# Assignment 9.2

> Replace all TODOs with your code. Do not change any other code.

In [None]:
# Do not edit this cell

from typing import List

## Descriptive statistics

In this assignment, we will write the functions to calculate the basic statistics from scratch, not using numpy.

### Task 1

Let's start simple: write a function `mean` that calculates the average of the list.

$$\mu = \frac{{\sum_{i=1}^n x_i}}{{n}}$$

In [1]:
from typing import List

def mean(li: List[float]) -> float:
    return sum(li) / len(li) if li else 0.0


assert mean([1., 2., 3.]) == 2.
assert mean([1., 1., 2., 0.]) == 1.

### Task 2

Now let's calculate variance (dispersion). You may use the `mean` function implemented before.

$$V = \frac{{\sum_{i=1}^n (x_i - \mu)^2}}{{n}}$$

In [2]:
def variance(li: List[float]) -> float:
    if not li:
        return 0.0
    m = mean(li)
    return sum((x - m) ** 2 for x in li) / len(li)


assert variance([1., 1., 1.]) == 0.
assert variance([1., 2., 3., 4.]) == 1.25

### Task 3

The standard deviation is easy once you get the variance:

$$\sigma = \sqrt{V}$$

In [3]:
import math

def std(li: List[float]) -> float:
    return math.sqrt(variance(li))


assert std([1., 1., 1.]) == 0.
assert std([1., 2., 3., 4.]) == 1.25**0.5

### Task 4

**Median**

The median is the middle value in a sorted dataset. If the dataset has an odd number of values, the median is the value at the center. If the dataset has an even number of values, the median is the average of the two middle values.

In [4]:
def median(li: List[float]) -> float:
    n = len(li)
    if n == 0:
        return 0.0
    sorted_li = sorted(li)
    mid = n // 2
    if n % 2 == 0:
        return (sorted_li[mid - 1] + sorted_li[mid]) / 2
    else:
        return sorted_li[mid]


assert median([1., 1., 1.]) == 1.
assert median([1., 4., 3., 2.]) == 2.5

## Measure performance

Sometimes, apart from theoretical, algorithmic complexity, it's a good idea to compare the runtime of two algorithms empirically, i.e., run the code many times and time it.

In Python's standard library, we have [timeit](https://docs.python.org/3/library/timeit.html) module that does exactly that.
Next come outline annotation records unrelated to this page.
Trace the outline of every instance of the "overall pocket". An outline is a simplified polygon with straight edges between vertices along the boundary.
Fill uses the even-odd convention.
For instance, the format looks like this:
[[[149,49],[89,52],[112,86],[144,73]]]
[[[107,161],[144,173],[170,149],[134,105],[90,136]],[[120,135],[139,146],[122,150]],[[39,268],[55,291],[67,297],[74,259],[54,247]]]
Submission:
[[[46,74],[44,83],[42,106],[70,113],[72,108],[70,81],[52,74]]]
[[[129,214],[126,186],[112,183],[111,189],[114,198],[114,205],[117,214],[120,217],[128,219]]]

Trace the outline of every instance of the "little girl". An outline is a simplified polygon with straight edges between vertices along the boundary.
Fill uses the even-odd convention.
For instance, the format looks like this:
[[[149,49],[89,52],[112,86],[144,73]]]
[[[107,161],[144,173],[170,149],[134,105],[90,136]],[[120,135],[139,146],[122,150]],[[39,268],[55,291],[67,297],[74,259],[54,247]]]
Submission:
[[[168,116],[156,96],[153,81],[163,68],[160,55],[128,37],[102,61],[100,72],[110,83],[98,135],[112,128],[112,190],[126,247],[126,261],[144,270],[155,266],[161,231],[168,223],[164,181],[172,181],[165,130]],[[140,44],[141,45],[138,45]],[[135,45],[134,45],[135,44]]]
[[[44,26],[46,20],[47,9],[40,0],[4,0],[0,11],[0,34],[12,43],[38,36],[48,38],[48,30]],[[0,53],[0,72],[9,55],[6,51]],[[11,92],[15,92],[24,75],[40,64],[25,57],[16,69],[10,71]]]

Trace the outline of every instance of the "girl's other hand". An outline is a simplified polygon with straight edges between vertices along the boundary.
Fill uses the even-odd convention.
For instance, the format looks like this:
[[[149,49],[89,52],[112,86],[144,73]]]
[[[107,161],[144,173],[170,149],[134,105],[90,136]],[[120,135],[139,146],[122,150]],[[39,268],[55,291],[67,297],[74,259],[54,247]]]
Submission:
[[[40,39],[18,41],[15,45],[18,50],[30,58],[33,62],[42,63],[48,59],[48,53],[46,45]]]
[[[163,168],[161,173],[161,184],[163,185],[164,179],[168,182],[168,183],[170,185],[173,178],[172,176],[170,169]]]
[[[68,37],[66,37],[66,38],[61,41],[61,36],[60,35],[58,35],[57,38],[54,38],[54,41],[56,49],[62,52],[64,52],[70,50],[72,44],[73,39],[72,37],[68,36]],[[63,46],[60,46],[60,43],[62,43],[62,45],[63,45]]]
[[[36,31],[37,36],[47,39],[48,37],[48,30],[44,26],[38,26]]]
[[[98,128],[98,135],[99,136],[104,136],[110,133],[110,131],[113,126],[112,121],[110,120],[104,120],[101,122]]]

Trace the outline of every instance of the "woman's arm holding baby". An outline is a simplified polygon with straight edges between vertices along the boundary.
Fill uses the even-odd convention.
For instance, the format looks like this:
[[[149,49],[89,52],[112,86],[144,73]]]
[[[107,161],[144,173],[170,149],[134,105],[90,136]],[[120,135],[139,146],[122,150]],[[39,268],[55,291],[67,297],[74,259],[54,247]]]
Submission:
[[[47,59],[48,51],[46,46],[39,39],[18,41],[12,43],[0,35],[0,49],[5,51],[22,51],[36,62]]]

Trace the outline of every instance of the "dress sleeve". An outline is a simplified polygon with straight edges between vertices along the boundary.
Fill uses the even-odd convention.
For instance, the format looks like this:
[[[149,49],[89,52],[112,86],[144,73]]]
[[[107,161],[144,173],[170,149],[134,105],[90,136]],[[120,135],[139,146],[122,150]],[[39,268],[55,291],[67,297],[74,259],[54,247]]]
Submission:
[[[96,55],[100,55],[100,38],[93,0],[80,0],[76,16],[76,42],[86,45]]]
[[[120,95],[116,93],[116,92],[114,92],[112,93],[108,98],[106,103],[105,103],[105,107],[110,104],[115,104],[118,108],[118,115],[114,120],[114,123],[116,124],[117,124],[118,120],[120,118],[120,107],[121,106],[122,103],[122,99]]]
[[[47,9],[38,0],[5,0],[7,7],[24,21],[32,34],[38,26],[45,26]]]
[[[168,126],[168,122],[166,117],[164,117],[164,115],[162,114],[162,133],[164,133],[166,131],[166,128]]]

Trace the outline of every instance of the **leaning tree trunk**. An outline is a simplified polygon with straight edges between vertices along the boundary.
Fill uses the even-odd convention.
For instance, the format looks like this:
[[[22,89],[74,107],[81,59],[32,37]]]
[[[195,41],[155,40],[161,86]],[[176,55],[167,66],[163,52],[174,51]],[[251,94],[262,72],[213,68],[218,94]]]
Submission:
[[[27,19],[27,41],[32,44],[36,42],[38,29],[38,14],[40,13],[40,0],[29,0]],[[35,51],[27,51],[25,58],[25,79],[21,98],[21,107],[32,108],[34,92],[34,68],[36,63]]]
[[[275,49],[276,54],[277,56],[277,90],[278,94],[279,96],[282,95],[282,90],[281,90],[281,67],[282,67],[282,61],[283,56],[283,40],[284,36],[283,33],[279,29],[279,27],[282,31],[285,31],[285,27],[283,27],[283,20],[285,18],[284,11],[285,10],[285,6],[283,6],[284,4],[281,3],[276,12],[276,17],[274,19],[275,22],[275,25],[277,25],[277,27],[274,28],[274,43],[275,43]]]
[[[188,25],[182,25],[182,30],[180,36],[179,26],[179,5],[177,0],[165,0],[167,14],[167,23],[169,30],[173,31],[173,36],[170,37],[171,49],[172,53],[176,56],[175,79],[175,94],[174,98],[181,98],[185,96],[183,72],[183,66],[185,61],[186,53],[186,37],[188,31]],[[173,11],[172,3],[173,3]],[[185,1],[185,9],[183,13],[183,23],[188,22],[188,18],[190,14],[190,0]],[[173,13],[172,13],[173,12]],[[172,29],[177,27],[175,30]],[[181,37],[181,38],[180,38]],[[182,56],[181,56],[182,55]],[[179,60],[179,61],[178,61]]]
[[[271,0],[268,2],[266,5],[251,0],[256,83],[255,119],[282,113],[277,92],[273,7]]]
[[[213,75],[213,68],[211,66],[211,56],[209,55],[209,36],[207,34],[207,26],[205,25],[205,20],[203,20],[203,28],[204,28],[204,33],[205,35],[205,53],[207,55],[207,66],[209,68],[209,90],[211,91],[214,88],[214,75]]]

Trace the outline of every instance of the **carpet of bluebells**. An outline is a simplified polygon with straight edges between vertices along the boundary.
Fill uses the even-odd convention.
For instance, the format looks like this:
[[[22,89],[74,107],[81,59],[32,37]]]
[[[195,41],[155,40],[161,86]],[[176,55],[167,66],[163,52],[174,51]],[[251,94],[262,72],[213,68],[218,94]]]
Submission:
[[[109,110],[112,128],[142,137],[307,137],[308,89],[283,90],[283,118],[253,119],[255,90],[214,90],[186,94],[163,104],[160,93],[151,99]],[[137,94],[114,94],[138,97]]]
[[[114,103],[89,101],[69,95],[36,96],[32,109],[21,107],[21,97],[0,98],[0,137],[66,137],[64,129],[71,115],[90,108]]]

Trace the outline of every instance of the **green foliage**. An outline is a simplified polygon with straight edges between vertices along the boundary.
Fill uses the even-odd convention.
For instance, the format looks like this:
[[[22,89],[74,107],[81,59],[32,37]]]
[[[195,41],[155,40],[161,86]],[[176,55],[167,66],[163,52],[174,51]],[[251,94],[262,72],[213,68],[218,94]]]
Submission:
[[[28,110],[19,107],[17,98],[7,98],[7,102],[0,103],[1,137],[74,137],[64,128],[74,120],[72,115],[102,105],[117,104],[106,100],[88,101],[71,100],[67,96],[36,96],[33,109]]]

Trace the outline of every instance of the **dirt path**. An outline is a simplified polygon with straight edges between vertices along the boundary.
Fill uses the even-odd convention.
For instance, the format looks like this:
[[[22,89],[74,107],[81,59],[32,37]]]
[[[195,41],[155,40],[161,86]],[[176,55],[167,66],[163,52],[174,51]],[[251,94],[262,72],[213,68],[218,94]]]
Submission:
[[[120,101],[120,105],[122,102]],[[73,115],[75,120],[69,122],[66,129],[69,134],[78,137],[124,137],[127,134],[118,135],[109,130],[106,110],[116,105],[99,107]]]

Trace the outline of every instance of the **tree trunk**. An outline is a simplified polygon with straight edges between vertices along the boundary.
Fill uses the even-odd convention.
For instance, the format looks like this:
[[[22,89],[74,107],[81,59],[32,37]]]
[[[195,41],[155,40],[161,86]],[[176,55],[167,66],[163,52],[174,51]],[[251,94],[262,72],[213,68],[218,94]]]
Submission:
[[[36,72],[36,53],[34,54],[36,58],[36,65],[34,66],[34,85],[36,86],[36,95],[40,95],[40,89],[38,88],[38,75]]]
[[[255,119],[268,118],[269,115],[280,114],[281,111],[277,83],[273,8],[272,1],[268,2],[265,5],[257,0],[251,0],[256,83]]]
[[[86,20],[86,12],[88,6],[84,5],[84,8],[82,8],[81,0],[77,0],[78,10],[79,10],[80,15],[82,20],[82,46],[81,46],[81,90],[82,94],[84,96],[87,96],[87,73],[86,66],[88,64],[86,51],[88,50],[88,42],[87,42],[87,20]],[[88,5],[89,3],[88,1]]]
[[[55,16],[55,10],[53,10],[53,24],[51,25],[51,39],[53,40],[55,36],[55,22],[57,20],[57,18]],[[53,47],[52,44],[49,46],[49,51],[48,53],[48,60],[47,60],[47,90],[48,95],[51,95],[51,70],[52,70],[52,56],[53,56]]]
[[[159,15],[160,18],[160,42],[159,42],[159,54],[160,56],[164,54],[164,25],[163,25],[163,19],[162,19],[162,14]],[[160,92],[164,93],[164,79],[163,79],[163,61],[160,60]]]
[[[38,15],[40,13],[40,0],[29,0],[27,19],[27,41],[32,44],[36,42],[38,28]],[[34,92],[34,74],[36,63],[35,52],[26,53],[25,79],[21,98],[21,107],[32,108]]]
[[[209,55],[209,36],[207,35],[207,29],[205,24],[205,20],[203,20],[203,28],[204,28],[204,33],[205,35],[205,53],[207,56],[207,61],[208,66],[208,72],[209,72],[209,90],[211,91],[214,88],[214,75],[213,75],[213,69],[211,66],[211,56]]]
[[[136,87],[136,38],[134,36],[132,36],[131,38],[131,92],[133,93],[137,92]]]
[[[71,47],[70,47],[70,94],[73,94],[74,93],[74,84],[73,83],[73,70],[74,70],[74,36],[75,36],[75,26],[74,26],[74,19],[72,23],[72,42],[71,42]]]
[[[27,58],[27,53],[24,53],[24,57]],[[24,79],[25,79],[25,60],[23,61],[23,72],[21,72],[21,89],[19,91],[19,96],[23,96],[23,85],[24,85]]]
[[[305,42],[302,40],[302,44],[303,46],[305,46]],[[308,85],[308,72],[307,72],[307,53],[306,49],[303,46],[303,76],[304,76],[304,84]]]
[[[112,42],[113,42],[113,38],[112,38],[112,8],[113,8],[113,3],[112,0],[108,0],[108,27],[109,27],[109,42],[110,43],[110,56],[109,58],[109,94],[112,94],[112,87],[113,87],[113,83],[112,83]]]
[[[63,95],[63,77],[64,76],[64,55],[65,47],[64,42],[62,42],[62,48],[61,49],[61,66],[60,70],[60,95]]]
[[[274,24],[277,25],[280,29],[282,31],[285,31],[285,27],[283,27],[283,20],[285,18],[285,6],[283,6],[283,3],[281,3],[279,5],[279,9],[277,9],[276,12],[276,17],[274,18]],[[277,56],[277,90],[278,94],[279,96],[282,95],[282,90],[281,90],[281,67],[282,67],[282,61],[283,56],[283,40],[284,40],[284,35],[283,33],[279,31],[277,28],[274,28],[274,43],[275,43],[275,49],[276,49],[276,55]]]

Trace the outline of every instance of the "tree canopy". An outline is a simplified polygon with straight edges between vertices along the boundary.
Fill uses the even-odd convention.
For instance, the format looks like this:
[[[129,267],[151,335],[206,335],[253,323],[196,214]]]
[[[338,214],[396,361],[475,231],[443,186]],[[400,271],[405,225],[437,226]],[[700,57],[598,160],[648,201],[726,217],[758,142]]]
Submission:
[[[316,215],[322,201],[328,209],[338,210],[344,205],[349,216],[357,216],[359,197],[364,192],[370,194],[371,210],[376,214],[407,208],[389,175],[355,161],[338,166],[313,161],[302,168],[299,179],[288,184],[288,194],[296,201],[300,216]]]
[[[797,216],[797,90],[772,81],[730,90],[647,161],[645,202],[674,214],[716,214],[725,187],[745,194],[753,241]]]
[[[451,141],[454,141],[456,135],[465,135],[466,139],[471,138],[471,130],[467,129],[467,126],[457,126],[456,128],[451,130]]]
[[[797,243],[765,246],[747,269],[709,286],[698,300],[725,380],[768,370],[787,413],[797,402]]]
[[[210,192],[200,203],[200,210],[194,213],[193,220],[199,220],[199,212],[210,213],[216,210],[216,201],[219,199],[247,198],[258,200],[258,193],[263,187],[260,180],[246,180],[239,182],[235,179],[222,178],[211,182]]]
Let's compare the runtime of your implementations and numpy. Use the provided setup code:

In [5]:
import timeit

# Generate data for tests
setup = '''
import random
import numpy as np
from __main__ import mean, variance, std, median

arr = np.random.rand(10_000) * 100
li = [random.random() * 100 for _ in range(10_000)]
'''

# Pass your function to timeit module
funcs = {
    'mean': 'mean(li)',
    'variance': 'variance(li)',
    'std': 'std(li)',
    'median': 'median(li)',
}

for name, func in funcs.items():
    elapsed_time = timeit.timeit(func, setup=setup, number=1000)
    print(f"Elapsed time for {name}: {elapsed_time} seconds")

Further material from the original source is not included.